Stephen had a tremendous impact not only on my life, but through me, on the lives of those I had the privilege to lead. It started indirectly, when, after a period of reflection and
tough going I discovered the 7 Habits of Highly Effective People. The overall approach of private victory then public victory, describing our growth as proceeding from dependence through independence to interdependence struck me as incredibly simple yet powerful. I applied what I learned to my life immediately.
Later, when assigned to command the USS Santa Fe, I applied his 7 Habits approach at the organizational level. I gave every officer and chief who reported a copy of his book. We would have seminars discussing the various habits and the application of those habits made Santa Fe a more effective submarine.
It turned out that Stephen was doing some work for the navy and learned about what we were doing on Santa Fe. He expressed an interest in riding the ship and the navy set it up. We were scheduled to conduct a one-day transit from the port of Lahaina on the neighboring island of Maui back to Pearl Harbor. This would be a perfect time for him to ride. It was also when we had set up a family member cruise and were expecting about 80 family members to ride as well.

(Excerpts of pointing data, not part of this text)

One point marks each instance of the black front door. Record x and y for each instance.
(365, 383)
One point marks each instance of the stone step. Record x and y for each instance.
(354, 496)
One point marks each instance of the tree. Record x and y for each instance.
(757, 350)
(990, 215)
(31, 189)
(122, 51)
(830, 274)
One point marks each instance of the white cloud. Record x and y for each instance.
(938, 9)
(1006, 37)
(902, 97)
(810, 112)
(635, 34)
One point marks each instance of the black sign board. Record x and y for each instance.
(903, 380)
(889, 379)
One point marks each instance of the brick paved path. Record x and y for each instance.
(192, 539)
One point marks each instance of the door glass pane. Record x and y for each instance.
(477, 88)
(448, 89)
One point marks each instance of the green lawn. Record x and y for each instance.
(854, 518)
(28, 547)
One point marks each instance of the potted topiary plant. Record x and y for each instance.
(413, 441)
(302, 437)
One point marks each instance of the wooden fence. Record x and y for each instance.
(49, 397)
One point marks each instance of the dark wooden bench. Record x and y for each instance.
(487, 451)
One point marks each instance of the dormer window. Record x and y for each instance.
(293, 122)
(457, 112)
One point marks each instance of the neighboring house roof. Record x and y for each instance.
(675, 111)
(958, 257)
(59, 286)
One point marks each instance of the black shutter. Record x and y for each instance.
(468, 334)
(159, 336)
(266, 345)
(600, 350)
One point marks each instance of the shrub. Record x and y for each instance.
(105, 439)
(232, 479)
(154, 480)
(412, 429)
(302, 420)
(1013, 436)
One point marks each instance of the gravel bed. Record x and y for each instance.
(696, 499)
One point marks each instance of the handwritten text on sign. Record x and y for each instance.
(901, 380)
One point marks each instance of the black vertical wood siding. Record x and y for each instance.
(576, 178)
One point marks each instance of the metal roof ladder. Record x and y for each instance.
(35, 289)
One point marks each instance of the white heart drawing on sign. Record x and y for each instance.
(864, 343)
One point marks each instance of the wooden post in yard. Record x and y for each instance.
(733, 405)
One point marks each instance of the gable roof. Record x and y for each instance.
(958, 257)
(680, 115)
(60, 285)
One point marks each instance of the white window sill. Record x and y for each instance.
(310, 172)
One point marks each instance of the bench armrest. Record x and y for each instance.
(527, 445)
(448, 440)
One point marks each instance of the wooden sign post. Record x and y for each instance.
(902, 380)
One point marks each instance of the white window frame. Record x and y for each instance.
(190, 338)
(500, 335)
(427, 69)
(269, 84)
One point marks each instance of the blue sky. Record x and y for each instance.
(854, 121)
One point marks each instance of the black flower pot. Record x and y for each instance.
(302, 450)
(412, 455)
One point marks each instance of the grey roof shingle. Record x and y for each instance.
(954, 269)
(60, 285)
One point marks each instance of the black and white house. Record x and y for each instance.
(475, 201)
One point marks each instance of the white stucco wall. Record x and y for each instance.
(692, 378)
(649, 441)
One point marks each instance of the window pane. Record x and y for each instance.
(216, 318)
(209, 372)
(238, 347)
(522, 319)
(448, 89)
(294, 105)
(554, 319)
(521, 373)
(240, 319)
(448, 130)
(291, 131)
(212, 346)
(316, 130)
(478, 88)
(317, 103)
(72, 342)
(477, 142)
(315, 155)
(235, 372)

I was apprehensive about having both events at the same time. I thought the presence of the family members would present a distorted picture of how Santa Fe operated. Further, I wasn’t sure how I’d appropriately apportion my time between running Santa Fe, Stephen, and the family members.
It worked out perfectly! Stephen was working on a book for families and held a special talk just for the family members. His message was that they played a critically important role in the success of the ship and placed high value on family. It was a win-win.

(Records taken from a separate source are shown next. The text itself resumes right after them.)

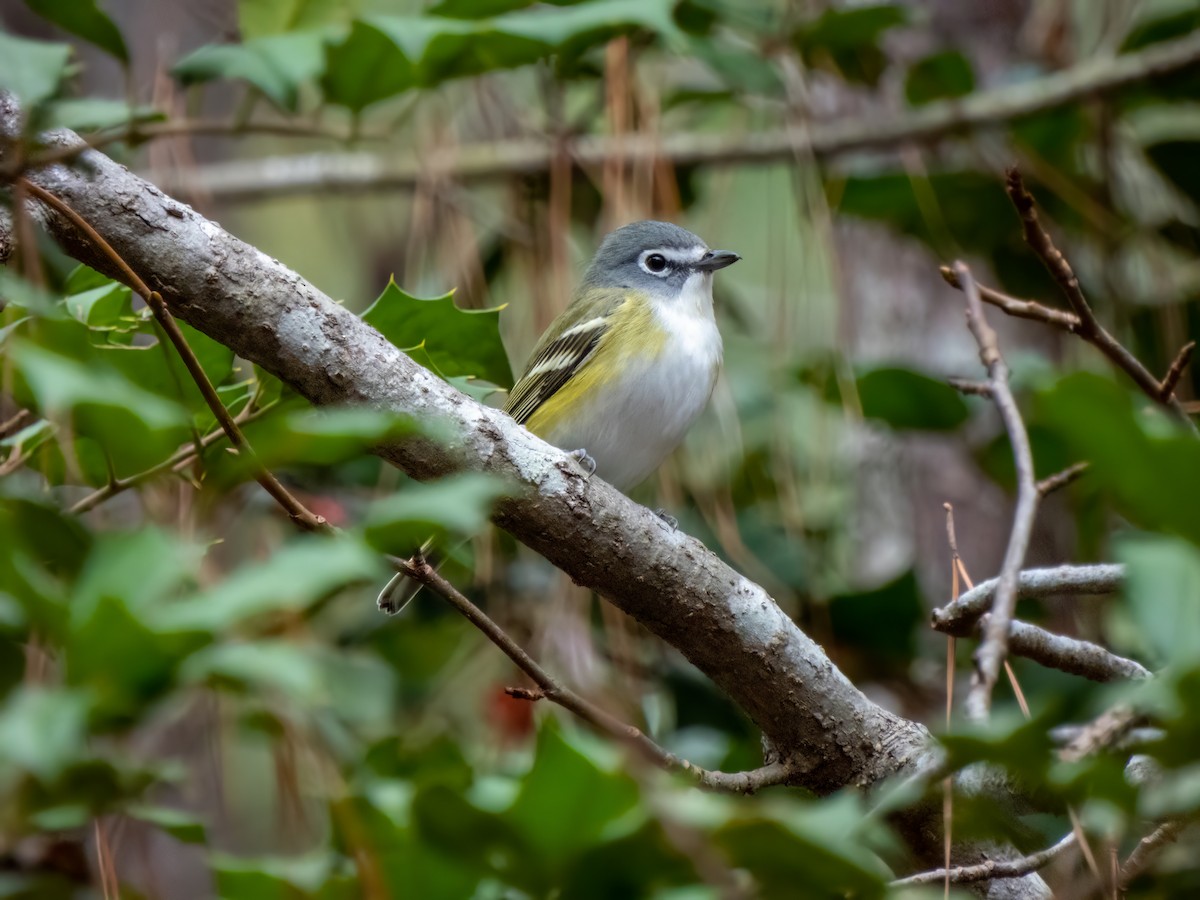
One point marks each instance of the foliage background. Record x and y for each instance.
(198, 702)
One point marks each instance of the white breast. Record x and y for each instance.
(643, 415)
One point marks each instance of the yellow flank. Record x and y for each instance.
(634, 333)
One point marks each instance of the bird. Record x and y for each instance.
(621, 375)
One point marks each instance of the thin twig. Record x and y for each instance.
(177, 462)
(959, 618)
(990, 869)
(1068, 654)
(297, 510)
(1061, 479)
(1018, 309)
(1146, 850)
(1167, 388)
(420, 570)
(990, 655)
(1090, 328)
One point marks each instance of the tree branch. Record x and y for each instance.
(1068, 654)
(547, 688)
(502, 160)
(1090, 329)
(990, 869)
(959, 617)
(990, 654)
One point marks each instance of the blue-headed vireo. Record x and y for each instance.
(625, 369)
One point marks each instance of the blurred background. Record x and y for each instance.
(846, 150)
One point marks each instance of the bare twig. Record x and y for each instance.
(1018, 309)
(1068, 654)
(1090, 329)
(959, 618)
(1146, 850)
(1167, 388)
(297, 510)
(1061, 479)
(990, 655)
(777, 773)
(177, 462)
(990, 869)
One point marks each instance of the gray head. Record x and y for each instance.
(653, 256)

Stephen spent the entire day onboard, talking with crew members, looking through the periscope and driving the ship. He was tremendously interested in the people, and how they worked together. Everyone he talked to felt better about themselves afterward, especially me.
He remained interested in how Santa Fe did and was happy to hear of the subsequent successes the ship had, including the selection of 9 of the officers for submarine command. I was honored that he included USS Santa Fe in his book, The Eight Habit, and agreed to write the foreword to Turn the Ship Around!
Stephen, thank you for your influence, clear thinking, and enthusiasm for life. We will miss you.